At the same time, teachers are busy and not always trained in technology and student privacy. That means they may be making snap judgments that compromise their students' privacy without even realizing it.
- Many districts, to be sure, have signed contracts to use software that's been widely vetted as secure. But in some cases, teachers decide what programs to use in their classrooms without first clearing them with the district.
- A 2018 survey from Common Sense Media found only 25% of teachers who participated in professional development on ed tech got trained in student data privacy requirements.
Background: Despite the concerns, the federal law protecting kids' privacy only goes so far.
- The 1998 Children's Online Privacy and Protection Act only covers children up to 13 years old. In early April, the FTC put out coronavirus-specific COPPA guidance.
- COPPA doesn't tell schools what to do. Rather, it limits how websites and online services can use kids' data, giving parents control over whether their children's information is collected. Schools can consent for data collection on parents' behalf, but only for non-commercial purposes.
Yes, but: FTC enforcement of COPPA has been "woefully insufficient," with the agency failing to act against widespread violations, the Campaign for a Commercial-Free Childhood's Golin said.

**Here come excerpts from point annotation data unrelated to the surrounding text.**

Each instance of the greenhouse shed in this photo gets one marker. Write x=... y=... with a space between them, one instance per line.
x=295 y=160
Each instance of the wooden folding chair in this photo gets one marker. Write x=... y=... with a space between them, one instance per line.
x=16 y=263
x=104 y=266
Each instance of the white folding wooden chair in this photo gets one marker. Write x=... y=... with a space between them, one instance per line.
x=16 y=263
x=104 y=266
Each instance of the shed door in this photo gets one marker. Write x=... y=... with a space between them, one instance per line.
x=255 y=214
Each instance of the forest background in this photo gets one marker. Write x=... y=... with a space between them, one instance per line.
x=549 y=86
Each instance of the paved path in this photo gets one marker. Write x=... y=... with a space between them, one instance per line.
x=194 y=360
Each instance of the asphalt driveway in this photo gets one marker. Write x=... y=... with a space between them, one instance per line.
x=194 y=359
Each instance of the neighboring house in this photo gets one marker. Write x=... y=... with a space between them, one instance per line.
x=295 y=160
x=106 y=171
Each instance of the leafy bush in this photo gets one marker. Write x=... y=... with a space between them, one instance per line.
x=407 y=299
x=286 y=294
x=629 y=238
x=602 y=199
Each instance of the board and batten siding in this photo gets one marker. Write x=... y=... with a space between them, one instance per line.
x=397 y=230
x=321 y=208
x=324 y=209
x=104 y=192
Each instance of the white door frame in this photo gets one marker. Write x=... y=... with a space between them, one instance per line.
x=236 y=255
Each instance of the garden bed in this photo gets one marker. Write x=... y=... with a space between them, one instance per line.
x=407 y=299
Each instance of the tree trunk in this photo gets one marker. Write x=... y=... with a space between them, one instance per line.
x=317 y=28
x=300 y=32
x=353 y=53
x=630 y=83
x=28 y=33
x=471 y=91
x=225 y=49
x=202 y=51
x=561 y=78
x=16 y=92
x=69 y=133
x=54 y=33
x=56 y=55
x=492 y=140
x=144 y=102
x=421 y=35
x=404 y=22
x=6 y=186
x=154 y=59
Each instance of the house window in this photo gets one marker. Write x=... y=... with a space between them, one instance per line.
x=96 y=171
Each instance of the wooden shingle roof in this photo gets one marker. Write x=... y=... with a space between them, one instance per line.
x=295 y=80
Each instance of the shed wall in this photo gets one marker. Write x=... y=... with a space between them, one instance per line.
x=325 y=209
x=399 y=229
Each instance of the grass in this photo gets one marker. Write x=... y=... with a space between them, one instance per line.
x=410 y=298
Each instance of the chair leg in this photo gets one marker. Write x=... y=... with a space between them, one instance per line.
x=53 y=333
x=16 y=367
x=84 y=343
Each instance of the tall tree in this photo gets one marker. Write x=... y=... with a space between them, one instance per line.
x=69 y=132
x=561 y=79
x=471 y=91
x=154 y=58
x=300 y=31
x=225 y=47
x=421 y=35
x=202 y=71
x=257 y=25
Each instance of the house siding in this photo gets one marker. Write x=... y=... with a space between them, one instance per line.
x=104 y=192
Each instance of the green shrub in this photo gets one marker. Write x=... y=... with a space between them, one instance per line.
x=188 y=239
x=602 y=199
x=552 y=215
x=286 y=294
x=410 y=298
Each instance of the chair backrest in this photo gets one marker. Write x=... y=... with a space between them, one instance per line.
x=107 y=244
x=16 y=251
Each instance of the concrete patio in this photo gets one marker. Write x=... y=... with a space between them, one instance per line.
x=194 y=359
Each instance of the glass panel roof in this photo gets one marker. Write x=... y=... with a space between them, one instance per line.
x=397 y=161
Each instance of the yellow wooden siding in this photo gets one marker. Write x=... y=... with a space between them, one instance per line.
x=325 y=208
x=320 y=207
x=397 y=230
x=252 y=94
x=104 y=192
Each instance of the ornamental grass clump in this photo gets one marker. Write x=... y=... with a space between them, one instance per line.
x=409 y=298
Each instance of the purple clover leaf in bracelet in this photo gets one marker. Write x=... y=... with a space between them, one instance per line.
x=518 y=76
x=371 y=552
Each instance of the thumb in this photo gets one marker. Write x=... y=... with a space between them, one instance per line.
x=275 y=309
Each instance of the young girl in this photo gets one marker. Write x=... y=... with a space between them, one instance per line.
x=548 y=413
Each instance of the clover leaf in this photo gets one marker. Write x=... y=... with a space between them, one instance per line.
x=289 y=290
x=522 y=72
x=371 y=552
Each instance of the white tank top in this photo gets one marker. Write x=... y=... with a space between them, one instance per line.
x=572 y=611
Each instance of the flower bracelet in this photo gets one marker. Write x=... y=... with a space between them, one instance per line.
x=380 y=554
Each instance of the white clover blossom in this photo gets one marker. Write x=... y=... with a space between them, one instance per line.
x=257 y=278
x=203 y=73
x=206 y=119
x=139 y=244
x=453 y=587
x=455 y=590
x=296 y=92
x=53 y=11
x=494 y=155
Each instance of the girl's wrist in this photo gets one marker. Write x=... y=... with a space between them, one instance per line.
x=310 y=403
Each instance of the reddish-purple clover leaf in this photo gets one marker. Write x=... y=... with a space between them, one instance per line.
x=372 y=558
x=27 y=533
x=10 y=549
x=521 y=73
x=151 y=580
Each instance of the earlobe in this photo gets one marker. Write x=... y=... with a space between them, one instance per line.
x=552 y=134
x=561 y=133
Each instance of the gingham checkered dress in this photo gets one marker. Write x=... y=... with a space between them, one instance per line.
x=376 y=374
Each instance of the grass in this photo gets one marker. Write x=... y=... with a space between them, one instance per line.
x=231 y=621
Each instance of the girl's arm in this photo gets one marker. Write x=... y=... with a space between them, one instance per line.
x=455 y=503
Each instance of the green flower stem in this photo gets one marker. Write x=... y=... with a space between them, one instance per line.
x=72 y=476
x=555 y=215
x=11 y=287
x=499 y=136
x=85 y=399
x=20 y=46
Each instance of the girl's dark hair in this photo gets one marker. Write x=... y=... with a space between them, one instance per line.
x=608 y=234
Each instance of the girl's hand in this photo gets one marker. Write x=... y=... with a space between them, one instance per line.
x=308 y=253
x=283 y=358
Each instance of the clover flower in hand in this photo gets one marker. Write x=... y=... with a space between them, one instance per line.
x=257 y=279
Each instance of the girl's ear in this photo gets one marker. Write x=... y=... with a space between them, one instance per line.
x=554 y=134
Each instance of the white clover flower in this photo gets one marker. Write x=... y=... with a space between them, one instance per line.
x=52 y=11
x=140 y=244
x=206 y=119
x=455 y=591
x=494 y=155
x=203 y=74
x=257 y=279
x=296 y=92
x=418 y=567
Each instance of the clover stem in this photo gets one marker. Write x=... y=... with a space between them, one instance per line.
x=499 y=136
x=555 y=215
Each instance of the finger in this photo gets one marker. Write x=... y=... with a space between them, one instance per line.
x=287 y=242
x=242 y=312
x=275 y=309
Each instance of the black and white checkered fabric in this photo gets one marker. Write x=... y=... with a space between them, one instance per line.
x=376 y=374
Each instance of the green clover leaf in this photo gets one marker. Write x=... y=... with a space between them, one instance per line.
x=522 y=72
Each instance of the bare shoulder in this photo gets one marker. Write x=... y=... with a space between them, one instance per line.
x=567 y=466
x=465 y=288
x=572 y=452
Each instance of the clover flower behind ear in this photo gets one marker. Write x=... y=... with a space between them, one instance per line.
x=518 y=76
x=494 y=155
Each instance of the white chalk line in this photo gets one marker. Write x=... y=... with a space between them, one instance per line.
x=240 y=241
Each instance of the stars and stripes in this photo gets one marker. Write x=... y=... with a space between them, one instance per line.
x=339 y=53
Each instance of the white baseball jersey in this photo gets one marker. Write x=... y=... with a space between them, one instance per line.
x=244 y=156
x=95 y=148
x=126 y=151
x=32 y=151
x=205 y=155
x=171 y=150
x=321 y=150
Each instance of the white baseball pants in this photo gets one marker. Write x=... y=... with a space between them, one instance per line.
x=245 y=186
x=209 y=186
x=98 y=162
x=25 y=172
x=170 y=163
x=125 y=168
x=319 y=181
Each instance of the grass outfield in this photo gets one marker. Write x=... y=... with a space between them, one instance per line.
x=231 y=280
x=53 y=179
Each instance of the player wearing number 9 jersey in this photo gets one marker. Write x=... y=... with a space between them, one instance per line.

- The FTC has taken some action against major companies. Google and YouTube paid a record $170 million to settle allegations of violating the law by collecting personal information from children without parental consent. But there are many educational tech companies, and the FTC has limited time and resources — as do districts themselves.
- "School districts have so much on their plates right now that it is understandable, but certainly concerning, that student privacy and COPPA compliance may not be front of mind," Golin said.
Plus: If teachers want to record classroom sessions, that could run afoul of the law, too, Brad Shear, a privacy and tech attorney in Bethesda, Maryland, told Axios.
- Maryland, for example, is an all-party consent for recording state, so students are able to opt out of being recorded.
The bottom line: Privacy advocates say it's time to take concerns seriously. "There was a sense in the spring, we were in a sprint, just trying to survive," Golin said. "Now that we sense this is a marathon, not a sprint, this stuff needs to be much more important. We can't cut corners on privacy."